23/12/2013 - 2013, o ano das grandes derrotas
- Miguel do Rosário em seu blog O Cafezinho
Retrospectiva de um ano ultracansado
O ano de 2013 foi curioso para o Brasil. Todos saíram derrotados.
A Globo perdeu audiência e foi pega sonegando imposto.
O PT viu seus melhores quadros serem presos.
Um deles (justamente aquele mais traumatizado por quatro anos de tortura na ditadura) foi novamente preso e torturado – desta vez, psicologicamente, de forma ainda mais sádica e cruel, por sete ou oito anos.
Genoíno [foto com José Dirceu] sempre repete para os amigos que a tortura moral infligida pela mídia é muito pior do que a tortura física da ditadura; porque vai direto na sua alma.
Os blogs também perderam.
Ficaram imprensados entre um governo assustado e a loucura revolucionária (?) das ruas.
As ruas… As ruas também perderam.
Depois de mostrar seus enormes pés, as ruas não conseguiram revelar uma cabeça.
A lógica do espetáculo rapidamente prevaleceu. Tornou-se uma diversão de final de tarde.
Os jovens na rua sem saber porque estavam na rua.
Os policiais, também perdidos.
E o helicóptero da Globo sobrevoando e tentando vender audiência.
Ao final, incêndios, quebra quebra e audiência em alta da GloboNews.
A própria Mídia Ninja, que alça os píncaros da fama e ganha ares de ferramenta revolucionária, termina desempenhando o melancólico papel de parasita do caos (ela só ganha audiência se há quebra-quebra, violências e fogo).
E o Fora do Eixo, entidade por trás da Mídia Ninja, se tornou saco de pancadas de coxinhas virtuais.
A imprensa perdeu muito.
As ruas foram agressivas contra as mídias tradicionais.
Jornalistas eram quase linchados em meio à turba de coxinhas enfurecidos.
Quer dizer, nem só coxinhas.
Houve cenas épicas, como a de um sujeito que flagrou o repórter da Globo forjando um protesto contra a Dilma.
O repórter pediu para uma senhora segurar uma plaqueta contra a presidente.
Um homem (um sindicalista) viu a cena e protestou contra aquela fraude sem vergonha, na cara de todo mundo.
Foi um boca a boca memorável, que encerrou com o repórter saindo de fininho, sob uma saraivada de xingamentos e cantorias anti-mídia.
Tudo filmado por um celular.
Aliás, as manifestações de rua tiveram um caráter anti-mídia que a própria mídia, naturalmente, até hoje trata de esconder com unhas e dentes.
A Globo pediu desculpas envergonhadas por ter dado “apoio editorial” à ditadura…
Houve protestos de todo o tipo.
Foi algo tão grande que é difícil enxergar de perto.
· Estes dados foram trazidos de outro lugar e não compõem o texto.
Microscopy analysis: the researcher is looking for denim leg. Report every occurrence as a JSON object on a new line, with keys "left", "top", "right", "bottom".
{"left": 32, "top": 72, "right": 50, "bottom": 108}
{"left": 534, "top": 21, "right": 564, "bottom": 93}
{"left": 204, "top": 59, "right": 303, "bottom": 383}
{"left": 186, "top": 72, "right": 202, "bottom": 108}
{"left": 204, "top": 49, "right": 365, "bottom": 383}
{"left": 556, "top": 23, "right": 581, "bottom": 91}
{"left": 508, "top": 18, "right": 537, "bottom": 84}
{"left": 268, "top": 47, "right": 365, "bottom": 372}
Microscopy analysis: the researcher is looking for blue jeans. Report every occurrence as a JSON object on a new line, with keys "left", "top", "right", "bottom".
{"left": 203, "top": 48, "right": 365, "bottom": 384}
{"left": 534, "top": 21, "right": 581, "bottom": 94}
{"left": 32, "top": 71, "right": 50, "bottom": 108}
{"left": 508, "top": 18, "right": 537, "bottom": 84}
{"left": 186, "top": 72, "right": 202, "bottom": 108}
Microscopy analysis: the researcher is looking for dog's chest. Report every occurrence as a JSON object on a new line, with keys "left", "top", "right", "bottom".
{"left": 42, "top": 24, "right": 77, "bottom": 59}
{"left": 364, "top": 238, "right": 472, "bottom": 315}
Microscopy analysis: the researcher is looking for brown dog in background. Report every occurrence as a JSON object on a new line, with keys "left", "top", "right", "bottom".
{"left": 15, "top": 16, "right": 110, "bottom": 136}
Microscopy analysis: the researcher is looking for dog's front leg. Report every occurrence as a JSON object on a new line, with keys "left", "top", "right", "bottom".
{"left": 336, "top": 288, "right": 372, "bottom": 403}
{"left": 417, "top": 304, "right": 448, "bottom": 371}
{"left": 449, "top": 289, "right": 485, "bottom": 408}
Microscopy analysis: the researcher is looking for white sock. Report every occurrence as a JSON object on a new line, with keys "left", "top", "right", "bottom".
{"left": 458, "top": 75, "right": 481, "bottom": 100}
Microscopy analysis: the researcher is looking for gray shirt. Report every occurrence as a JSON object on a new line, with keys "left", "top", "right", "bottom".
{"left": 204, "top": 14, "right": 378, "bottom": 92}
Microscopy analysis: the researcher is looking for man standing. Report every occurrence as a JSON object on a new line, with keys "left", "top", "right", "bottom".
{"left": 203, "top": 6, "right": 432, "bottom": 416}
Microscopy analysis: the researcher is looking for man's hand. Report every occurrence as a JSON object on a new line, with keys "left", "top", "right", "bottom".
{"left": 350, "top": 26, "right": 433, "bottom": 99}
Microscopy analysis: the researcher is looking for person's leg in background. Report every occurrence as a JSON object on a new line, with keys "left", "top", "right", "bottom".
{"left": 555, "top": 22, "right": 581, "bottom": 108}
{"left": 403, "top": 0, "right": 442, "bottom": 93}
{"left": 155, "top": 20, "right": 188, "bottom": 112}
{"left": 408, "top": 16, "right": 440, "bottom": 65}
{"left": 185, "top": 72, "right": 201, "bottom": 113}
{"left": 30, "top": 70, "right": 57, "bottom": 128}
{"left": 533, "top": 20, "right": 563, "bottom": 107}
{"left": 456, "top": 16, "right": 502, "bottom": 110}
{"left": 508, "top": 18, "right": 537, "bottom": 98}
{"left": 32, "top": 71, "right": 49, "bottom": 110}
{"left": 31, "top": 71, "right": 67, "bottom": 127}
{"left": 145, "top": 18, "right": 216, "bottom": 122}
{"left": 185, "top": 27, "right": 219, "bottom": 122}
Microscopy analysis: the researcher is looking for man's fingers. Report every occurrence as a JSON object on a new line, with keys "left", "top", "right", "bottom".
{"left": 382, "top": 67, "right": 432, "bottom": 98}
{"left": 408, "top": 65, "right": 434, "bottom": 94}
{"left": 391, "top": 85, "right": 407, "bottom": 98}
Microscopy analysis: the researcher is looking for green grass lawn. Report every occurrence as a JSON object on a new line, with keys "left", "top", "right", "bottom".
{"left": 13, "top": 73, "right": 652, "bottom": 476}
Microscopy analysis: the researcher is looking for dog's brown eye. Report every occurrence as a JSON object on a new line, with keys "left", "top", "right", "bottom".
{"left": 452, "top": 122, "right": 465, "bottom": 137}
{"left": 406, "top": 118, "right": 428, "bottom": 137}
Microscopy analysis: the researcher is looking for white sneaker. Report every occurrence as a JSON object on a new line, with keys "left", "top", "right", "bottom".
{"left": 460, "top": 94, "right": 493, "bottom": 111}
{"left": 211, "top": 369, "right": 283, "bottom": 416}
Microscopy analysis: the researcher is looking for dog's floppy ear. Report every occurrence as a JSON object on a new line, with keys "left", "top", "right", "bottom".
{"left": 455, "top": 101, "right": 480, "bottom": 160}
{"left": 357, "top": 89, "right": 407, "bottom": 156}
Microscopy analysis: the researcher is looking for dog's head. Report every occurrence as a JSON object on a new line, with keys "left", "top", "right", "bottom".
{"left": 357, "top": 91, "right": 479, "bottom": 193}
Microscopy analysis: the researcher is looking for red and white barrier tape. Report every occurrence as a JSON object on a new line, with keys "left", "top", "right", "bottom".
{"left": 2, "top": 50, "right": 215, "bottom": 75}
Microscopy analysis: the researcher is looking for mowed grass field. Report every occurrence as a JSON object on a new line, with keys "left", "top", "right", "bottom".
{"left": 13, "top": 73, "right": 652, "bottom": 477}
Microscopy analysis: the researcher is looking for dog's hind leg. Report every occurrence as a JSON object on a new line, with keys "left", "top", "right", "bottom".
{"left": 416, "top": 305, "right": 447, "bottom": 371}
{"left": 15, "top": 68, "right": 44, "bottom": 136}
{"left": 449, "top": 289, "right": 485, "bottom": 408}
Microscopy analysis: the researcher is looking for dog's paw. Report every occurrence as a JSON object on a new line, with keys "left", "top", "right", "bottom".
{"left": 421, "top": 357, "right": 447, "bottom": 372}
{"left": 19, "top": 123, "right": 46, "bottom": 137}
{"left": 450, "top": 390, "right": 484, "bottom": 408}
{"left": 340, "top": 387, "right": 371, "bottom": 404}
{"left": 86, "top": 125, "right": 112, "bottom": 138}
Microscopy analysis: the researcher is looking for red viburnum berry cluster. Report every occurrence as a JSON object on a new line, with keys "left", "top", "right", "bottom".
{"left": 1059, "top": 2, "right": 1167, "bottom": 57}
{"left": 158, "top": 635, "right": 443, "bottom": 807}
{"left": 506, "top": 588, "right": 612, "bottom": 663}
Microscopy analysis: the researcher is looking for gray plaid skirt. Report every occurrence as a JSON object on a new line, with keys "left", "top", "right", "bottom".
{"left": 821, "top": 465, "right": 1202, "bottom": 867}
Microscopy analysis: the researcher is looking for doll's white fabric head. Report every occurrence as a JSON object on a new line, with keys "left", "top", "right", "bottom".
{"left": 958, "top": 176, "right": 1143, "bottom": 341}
Ouvi muita gente caçoar do Arnaldo Jabor [foto abaixo], que logo após as primeiras manifestações declarou que os garotos nas ruas não valiam nem 20 centavos.
Dias depois, ele muda totalmente de ideia e começa a tecer loas aos protestos.
Bem, eu não critiquei o Jabor por mudar de ideia.
Bem aventurados os capazes de mudar, diria o profeta.
O problema está na razão pela qual mudamos, que nem sempre é louvável.
Eu mesmo me portei igual ao Arnaldo Jabor, só que às avessas.
Quando ele criticou, eu elogiei. Quando ele passou a elogiar, eu passei a criticar.
Porque aconteceu uma coisa sinistra, que os coxinhas e os black blocs não perceberam.
Em questão de dias, a mídia se adaptou à nova realidade e iniciou uma estratégia de manipulação que chegou facilmente às ruas.
Se a pauta dos protestos era difusa, a Globo oferecia a solução para todos os seus problemas.
O foco é a corrupção, foi o título de um post de Merval Pereira [foto abaixo] no auge dos protestos.
A mídia também conseguiu transformar a PEC 37, que regulamentava o poder de investigação do Ministério Público, em alvo dos manifestantes [abaixo].
A PEC 33, que impunha limites ao STF, sumiu do mapa.
Com certeza, entre as primeiras e as últimas manifestações, houve reunião emergencial de barões da imprensa e caciques de oposição, provavelmente em alguma sala de luxo no Instituto Millenium.
Eles tomaram decisões rápidas, o que é a grande vantagem de centros de comando enxutos, unificados e com orçamento infinito.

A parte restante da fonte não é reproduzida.